Françoise Maurel et El Mouhoub Mouhoud situent la géographie économique de la France dans l'Europe, en rappelant que si mouvement de spécialisation il y a, il est plus intra-branche qu'inter-branche et que la convergence entre États membres recouvre dans plusieurs d'entre eux des divergences régionales internes. Jean-François Royer décrit les grandes tendances qui ont affecté la répartition de la population, de l'emploi et de la valeur ajoutée en France métropolitaine entre 1982 et 1999 il souligne le mouvement de concentration des populations dans les grandes métropoles, ainsi que le plafonnement de l'Île-de-France dans l'activité nationale, mais avec une concentration dans cette région des emplois à plus forte valeur ajoutée.
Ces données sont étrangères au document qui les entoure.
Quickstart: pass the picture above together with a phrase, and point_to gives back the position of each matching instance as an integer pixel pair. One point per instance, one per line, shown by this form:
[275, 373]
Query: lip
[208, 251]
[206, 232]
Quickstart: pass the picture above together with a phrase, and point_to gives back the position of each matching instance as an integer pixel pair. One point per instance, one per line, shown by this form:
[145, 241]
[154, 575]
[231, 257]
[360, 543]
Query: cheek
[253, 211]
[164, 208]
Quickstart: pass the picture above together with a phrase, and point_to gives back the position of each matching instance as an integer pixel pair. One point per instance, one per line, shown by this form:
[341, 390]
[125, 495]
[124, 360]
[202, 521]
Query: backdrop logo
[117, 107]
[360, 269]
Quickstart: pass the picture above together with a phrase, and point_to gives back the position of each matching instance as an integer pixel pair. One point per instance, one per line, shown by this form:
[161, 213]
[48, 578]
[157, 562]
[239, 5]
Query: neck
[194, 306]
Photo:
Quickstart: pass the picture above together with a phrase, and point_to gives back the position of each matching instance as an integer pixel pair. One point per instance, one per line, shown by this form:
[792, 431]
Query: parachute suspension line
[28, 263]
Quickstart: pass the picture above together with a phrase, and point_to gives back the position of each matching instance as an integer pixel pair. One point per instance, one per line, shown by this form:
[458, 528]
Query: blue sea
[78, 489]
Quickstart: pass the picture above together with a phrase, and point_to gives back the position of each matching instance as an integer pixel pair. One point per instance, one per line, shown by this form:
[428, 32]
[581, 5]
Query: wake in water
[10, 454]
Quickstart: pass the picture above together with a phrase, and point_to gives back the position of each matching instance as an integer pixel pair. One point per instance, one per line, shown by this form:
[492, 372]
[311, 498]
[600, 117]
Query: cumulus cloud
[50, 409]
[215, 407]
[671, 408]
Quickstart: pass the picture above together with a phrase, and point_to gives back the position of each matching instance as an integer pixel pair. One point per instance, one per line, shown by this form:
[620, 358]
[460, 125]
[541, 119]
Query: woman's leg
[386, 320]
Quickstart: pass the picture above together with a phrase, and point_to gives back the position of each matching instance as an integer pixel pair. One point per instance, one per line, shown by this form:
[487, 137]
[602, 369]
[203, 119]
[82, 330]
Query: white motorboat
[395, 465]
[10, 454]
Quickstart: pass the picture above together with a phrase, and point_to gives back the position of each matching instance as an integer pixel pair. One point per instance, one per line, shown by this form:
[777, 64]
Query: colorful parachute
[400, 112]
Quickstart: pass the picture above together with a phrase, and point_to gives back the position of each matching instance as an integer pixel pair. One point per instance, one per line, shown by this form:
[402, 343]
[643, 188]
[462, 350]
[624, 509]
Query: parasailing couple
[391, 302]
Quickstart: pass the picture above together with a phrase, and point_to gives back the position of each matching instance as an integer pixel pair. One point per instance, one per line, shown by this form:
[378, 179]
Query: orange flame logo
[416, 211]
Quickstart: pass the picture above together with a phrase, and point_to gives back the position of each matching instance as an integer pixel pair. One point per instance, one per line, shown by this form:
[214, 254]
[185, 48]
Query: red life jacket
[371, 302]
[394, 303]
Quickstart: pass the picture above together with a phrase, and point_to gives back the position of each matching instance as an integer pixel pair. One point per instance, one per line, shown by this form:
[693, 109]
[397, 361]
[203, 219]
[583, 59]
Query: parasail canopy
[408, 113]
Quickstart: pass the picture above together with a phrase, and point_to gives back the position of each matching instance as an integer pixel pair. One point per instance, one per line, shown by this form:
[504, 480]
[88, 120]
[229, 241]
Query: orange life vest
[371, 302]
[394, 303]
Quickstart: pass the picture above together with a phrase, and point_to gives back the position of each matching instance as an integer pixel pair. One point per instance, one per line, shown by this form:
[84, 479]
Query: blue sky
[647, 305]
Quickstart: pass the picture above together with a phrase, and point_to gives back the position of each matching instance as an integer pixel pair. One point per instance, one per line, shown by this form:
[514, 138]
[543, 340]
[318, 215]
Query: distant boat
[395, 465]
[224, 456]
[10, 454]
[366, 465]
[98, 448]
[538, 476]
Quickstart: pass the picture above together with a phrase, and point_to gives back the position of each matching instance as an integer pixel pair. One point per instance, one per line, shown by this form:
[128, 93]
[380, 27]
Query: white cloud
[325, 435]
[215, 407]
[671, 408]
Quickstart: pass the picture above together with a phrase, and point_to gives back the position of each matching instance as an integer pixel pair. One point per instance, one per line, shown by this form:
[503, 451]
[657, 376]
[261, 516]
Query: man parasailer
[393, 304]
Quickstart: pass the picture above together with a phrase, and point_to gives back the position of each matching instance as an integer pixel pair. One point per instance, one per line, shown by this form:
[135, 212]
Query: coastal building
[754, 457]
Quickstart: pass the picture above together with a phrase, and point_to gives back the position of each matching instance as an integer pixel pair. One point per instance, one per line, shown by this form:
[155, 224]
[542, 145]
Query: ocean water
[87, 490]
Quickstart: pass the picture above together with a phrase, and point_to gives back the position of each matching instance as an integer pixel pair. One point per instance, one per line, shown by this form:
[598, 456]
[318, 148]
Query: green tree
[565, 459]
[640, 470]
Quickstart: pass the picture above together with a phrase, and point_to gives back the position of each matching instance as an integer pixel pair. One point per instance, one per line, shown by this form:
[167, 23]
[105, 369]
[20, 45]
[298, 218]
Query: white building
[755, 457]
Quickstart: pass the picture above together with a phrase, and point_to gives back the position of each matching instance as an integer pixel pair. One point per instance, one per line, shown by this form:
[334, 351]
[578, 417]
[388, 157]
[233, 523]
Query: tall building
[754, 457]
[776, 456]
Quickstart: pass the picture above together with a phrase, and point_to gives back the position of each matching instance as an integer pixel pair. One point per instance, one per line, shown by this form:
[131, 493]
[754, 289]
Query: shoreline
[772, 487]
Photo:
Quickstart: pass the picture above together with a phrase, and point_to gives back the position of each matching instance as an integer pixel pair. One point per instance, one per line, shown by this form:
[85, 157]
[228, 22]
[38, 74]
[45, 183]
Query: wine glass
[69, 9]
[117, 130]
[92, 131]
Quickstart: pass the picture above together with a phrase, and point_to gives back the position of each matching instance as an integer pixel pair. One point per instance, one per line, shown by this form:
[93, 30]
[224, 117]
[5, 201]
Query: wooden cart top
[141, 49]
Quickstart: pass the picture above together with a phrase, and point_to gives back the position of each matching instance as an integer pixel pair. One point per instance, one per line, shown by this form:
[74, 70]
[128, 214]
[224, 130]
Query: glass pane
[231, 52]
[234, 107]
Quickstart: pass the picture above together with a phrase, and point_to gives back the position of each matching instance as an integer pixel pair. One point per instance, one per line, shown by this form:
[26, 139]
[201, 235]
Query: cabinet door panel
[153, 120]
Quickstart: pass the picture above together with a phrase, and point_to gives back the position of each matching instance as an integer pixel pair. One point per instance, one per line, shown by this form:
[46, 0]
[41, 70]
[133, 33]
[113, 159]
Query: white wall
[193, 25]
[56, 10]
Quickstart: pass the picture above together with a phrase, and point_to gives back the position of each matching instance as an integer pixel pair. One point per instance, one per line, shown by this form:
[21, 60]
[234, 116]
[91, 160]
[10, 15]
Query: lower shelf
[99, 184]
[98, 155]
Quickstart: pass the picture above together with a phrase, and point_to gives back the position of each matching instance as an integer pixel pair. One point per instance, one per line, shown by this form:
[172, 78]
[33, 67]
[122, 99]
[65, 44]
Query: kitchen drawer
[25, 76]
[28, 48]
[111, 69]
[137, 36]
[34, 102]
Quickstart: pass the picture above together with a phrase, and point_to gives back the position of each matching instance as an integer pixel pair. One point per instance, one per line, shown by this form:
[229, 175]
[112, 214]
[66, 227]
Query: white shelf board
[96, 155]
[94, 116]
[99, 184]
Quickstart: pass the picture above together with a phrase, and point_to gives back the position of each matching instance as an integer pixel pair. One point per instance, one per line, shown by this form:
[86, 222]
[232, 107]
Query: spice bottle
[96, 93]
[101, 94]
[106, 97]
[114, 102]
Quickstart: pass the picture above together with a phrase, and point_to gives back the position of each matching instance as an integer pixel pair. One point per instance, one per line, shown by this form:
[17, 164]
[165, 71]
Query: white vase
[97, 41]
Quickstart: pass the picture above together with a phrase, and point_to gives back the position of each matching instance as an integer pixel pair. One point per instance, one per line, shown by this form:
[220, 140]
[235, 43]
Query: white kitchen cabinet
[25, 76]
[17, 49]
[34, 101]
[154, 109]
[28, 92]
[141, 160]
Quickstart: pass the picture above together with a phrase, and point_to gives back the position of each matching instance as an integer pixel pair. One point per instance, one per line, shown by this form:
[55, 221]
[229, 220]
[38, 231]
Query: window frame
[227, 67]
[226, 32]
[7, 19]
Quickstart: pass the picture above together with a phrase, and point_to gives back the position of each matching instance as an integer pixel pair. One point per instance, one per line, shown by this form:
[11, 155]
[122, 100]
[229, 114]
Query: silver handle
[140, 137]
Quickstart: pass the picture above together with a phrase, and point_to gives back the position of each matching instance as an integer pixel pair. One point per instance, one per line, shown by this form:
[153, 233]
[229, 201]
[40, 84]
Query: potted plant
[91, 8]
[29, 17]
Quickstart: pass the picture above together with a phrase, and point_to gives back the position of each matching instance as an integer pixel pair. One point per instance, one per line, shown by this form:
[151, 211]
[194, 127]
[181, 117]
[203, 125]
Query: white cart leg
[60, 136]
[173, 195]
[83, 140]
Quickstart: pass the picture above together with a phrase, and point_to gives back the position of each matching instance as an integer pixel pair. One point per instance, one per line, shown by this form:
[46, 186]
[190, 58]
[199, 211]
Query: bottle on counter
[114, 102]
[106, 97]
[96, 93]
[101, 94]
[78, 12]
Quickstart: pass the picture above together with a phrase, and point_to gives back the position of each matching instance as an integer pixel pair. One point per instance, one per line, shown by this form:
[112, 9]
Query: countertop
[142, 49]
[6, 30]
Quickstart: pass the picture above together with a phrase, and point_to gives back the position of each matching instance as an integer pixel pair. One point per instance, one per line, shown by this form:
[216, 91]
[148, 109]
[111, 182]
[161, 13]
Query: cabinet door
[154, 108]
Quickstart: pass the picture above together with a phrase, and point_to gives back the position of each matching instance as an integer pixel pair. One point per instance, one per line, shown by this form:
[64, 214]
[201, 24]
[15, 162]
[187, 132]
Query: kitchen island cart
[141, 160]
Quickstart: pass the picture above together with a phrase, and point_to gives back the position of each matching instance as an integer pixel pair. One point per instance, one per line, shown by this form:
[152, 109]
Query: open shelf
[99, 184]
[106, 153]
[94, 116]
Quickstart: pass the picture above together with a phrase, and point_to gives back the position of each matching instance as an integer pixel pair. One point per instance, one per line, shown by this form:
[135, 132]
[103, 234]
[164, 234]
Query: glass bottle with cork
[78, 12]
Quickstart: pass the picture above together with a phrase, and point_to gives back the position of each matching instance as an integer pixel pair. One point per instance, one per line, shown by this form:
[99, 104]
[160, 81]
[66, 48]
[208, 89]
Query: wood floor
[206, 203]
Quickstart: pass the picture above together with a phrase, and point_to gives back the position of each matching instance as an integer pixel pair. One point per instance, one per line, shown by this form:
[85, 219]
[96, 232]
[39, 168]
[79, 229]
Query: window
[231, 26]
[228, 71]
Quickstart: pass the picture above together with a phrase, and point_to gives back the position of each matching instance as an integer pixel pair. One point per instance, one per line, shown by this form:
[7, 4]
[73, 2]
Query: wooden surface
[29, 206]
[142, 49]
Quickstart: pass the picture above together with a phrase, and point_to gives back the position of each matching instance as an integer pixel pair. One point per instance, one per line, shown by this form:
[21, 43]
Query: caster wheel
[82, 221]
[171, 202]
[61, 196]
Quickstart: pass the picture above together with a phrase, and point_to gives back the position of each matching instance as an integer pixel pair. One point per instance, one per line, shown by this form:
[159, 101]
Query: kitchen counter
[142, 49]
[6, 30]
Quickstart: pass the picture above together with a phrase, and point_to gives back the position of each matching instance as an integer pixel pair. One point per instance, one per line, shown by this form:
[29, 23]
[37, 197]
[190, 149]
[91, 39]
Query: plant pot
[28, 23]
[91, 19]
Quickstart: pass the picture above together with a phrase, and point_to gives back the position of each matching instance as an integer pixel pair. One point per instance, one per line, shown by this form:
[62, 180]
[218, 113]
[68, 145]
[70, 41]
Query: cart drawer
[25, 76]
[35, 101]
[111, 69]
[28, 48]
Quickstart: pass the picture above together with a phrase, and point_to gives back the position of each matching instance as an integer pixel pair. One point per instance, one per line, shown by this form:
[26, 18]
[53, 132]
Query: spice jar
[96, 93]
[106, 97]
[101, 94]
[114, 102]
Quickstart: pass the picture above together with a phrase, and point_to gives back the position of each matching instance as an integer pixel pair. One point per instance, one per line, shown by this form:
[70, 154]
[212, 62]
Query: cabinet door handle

Laurent Davezies analyse la distribution des revenus entre les territoires il montre que la redistribution au niveau national aboutit à des inégalités de revenus bien moindre que les inégalités de valeur ajoutée entre les collectivités et que les transferts publics sont à prendre en compte dans la « base » au même titre que des recettes d'exportation. Guy Gilbert, Alain Guengant et Véronique Hespel examinent le lien entre développement des territoires et financement des collectivités locales ils soulignent le paradoxe entre les tendances à la renationalisation des impôts locaux et la nécessité d'étendre, sous le contrôle du résident-électeur, l'autonomie des collectivités ils plaident pour un scénario de reconquête de la décentralisation fiscale. Pierre-Philippe Combes et Miren Lafourcade présentent une analyse de la distribution spatiale des activités et des politiques d'infrastructure des transports à la lumière de l'économie géographique, qui permet d'enrichir l'évaluation habituelle des projets d'infrastructure un développement de la méthode utilisée permettrait, à l'avenir, de mieux appréhender l'impact de long terme des nouvelles infrastructures sur la répartition spatiale des activités.